Tom Hanks is back as Harvard Professor of Symbology Robert Langdon. Someone has stolen some anti-matter from a lab in Switzerland and planted it somewhere in Vatican City on the night that Conclave – where Cardinals from all over the world gather to elect the new Pope – is set to begin. Because it looks like the ancient secret society of the Illuminati are behind the attack, The Vatican calls in Robert Langdon, although his actions during The DaVinci Code did not endear him to the church. The same man who planted the bomb has also kidnapped four Cardinals – the Prefetti – or the four frontrunners to become the new Pope. He tells them that he will kill one an hour starting at 8 pm and at midnight the bomb will go off, destroying Vatican City. Langdon teams up with Vittoria Vetra (Ayelet Zurer), one of the scientists who created the anti-matter to try and assemble ancient clues which will lead them to church where the Cardinals will be killed, and hopefully, to the bomb at the end of the line.
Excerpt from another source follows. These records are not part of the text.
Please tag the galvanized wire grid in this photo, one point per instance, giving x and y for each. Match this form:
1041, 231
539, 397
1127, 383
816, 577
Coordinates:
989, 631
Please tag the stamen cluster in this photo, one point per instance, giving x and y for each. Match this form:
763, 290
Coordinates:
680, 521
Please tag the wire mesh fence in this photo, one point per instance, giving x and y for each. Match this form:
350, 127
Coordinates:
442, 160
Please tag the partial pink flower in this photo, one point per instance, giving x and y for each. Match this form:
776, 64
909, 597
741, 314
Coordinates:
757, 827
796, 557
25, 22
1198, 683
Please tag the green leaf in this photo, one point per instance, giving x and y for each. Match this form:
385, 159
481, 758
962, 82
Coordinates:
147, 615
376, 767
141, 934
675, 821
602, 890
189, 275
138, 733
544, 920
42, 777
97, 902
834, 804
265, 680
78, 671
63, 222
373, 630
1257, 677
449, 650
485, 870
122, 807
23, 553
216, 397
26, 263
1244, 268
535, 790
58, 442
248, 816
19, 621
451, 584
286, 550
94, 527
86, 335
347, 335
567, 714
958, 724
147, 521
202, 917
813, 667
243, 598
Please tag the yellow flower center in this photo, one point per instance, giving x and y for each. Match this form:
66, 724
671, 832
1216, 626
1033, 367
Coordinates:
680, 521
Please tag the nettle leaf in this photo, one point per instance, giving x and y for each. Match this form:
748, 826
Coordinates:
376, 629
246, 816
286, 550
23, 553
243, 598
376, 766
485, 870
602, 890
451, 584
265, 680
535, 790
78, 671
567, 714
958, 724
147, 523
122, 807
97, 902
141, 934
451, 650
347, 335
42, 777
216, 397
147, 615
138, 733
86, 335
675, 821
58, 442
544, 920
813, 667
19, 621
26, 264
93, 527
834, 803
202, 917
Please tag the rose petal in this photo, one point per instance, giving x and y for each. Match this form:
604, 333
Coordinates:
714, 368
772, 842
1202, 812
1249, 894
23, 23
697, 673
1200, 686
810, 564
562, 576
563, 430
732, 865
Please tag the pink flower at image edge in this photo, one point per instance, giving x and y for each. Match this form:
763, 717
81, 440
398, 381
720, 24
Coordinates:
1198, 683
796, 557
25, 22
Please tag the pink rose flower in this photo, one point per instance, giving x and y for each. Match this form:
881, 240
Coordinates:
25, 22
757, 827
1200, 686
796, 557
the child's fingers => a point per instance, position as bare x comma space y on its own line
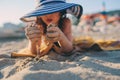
52, 29
34, 36
34, 32
53, 35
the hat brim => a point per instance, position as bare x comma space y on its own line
52, 8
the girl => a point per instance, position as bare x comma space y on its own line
49, 28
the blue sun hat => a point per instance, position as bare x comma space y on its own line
45, 7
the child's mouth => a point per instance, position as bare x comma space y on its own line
49, 20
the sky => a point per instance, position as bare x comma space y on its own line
12, 10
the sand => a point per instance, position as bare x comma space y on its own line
79, 66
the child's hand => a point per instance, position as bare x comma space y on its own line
53, 34
33, 32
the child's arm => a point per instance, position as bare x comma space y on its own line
33, 34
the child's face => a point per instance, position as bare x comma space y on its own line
51, 18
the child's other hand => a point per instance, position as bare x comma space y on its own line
53, 34
33, 32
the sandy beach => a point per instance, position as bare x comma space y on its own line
79, 66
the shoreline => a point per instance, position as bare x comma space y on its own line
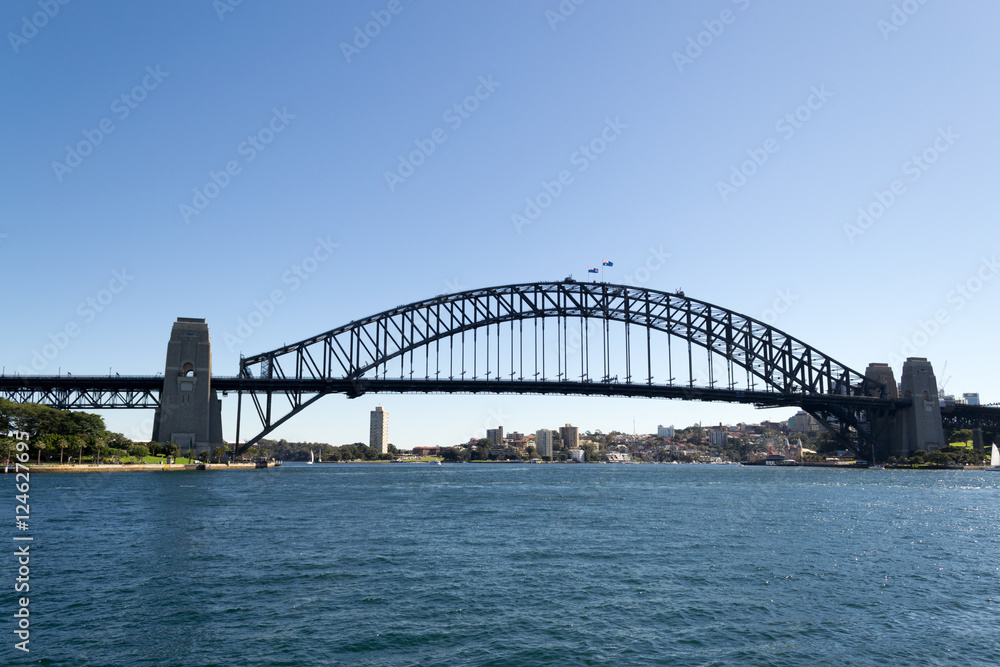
133, 467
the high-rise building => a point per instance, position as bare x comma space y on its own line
665, 431
543, 442
378, 435
570, 435
803, 422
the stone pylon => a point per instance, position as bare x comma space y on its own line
190, 413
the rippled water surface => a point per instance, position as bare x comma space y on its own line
411, 564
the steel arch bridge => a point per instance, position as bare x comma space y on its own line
564, 337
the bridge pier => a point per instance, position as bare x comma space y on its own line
190, 412
918, 425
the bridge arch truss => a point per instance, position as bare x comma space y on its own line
561, 337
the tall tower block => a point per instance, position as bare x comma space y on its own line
190, 413
378, 434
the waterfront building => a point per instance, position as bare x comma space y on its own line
495, 435
378, 434
543, 442
803, 422
570, 436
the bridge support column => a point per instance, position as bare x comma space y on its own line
918, 426
884, 425
190, 412
977, 438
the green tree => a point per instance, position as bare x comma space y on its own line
961, 435
172, 449
139, 452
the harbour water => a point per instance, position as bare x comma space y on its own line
411, 564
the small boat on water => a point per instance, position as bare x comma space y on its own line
995, 459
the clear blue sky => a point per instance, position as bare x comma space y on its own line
183, 86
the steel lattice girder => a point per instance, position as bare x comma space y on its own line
781, 361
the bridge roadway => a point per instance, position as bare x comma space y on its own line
101, 392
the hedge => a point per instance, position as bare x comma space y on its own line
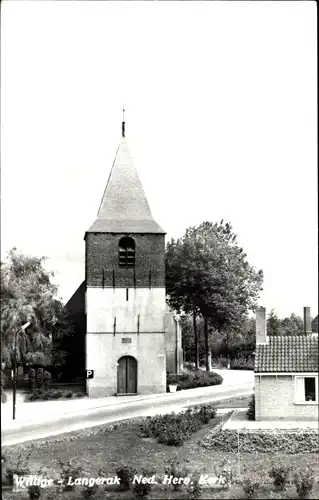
192, 380
263, 441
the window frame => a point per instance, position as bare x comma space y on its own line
300, 394
126, 249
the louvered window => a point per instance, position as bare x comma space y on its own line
127, 252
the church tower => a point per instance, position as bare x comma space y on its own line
125, 288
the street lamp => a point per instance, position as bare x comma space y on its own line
15, 367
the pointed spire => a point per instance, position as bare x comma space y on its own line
123, 123
124, 206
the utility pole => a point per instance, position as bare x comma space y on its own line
15, 368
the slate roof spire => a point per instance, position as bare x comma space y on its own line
124, 207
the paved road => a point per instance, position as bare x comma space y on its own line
18, 432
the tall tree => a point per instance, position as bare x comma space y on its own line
28, 295
273, 323
206, 270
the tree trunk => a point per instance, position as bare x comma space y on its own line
206, 343
196, 341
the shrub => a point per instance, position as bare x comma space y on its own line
251, 408
89, 491
80, 394
34, 492
206, 413
194, 379
147, 427
263, 441
250, 488
194, 489
69, 470
175, 469
172, 435
42, 395
189, 366
126, 475
143, 490
20, 468
304, 483
173, 429
280, 476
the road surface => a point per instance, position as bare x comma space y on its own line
109, 410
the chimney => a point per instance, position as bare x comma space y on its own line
261, 326
307, 320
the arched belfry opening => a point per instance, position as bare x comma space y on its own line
126, 252
127, 375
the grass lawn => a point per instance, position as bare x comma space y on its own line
96, 449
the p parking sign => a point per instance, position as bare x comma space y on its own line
89, 374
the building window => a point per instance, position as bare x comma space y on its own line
306, 390
126, 252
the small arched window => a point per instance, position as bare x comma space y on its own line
126, 252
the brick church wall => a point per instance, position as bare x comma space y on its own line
102, 260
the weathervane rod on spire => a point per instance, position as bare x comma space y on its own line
123, 123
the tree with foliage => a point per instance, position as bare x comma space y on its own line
28, 295
273, 323
207, 273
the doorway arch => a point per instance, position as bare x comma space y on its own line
127, 375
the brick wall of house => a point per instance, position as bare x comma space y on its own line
102, 254
274, 400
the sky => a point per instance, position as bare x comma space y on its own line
221, 121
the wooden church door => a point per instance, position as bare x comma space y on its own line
127, 375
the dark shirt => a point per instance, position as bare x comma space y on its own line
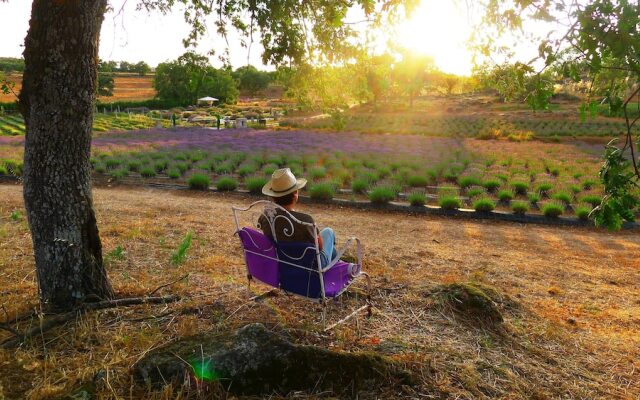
301, 233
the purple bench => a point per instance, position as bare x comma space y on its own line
292, 267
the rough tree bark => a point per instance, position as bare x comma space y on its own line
57, 102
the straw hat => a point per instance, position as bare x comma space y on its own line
282, 183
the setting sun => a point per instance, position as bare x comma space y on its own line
439, 29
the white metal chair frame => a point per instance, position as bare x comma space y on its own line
271, 214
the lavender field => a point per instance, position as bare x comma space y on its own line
551, 178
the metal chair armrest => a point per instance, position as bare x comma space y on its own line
343, 250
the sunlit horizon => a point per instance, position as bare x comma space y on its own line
440, 30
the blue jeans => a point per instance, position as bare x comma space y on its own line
329, 251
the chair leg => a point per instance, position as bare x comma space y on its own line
264, 295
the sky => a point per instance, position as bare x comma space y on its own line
439, 28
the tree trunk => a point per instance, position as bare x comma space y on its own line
57, 102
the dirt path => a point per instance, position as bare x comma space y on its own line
575, 333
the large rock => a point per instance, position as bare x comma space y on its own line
255, 361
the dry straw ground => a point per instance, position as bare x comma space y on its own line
127, 87
569, 298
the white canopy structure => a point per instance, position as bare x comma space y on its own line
207, 99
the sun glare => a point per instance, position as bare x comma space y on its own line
439, 29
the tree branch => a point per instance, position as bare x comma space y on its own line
60, 319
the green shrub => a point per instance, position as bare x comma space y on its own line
160, 165
100, 168
224, 168
119, 173
466, 181
475, 191
582, 212
484, 204
134, 165
533, 197
519, 207
182, 167
417, 199
247, 169
592, 199
147, 172
450, 175
269, 169
322, 191
226, 183
317, 173
588, 184
382, 194
505, 195
199, 182
553, 210
360, 185
174, 173
520, 187
502, 177
178, 256
254, 184
492, 184
449, 202
418, 180
112, 163
544, 187
563, 197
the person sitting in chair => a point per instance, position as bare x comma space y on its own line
283, 189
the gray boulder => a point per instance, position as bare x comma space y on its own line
256, 361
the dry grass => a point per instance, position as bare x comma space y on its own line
576, 333
127, 87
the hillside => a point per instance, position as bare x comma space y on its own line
568, 298
127, 87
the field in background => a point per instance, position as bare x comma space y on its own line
481, 116
127, 87
568, 298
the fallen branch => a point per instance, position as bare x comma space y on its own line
60, 319
168, 284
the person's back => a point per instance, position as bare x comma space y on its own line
283, 190
285, 228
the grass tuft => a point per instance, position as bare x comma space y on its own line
417, 199
484, 204
178, 256
519, 207
449, 202
553, 210
322, 191
227, 183
382, 194
254, 184
199, 182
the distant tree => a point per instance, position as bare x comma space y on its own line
251, 79
141, 68
107, 66
605, 36
191, 77
57, 169
126, 66
450, 82
106, 78
377, 70
410, 74
105, 84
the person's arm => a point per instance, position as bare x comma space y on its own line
319, 239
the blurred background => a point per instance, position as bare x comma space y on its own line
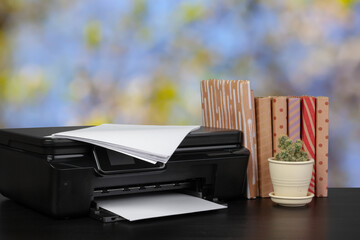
77, 62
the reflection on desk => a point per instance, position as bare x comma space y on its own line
324, 218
The problem with Brown’s books, and the movies based on them, is that they are entirely plot centric. He doesn’t seem very interested in creating believable characters, so everyone in the books and movies are one dimensional, and given only the most perfunctory dialogue to deliver. Hanks, one of the most charming actors in cinema history, is stuck delivering some truly inane dialogue. This is a movie where they feel the need to stop – even though they are on a tight timeline – and explain everything they are doing and why every few minutes. I suppose that’s better than Zurer whose job, much like Audrey Tautou’s in The DaVinci Code, is to stand next to Hanks looking pretty while he explains what they have to do. Ewan McGregor has the film’s best role, as the Camerlengo (Pope’s assistant), a Priest whose has the power of the Pope until a new Pope is elected, and who has ulterior motives underneath everything he does. But McGregor cannot make him the least bit interesting. Stellan Skarsgaard, another talented actor, is wasted as the head of the Swiss Guard, as is Armin Mueller Stahl as the Cardinal in charge of running the election for a new Pope. None of these talented actors are given much of anything to do during the course of the movie.

It should be said that director Ron Howard knows how to make a movie. He’s no Scorsese or Spielberg, but he is competent behind the camera, and he does his best to keep the plot moving rapidly enough that the audience doesn’t stop to think about how stupid the proceedings in the movie are. He certainly makes Vatican City look beautiful throughout the night, and he probably does about as good of a job with the material he has as is possible. It’s just not very good material. Screenwriters David Koepp and Akiva Goldsmith condense Brown’s novel, and cut out some of the stupider stuff (thankfully, Langdon does not jump out of a helicopter without a parachute in the movie), but never solve the problem of the characters or the dialogue. The plot just keeps chugging along on autopilot throughout.

Perhaps had I not read the book, I would have enjoyed the movie more. With a movie that is entirely focused on the plot, and its twists and turns, when you already know what’s going to happen, it becomes much less interesting or entertaining to watch. But great movies (or hell, even good movies) should function whether or not you know what’s going to happen in them. Angels and Demons does not.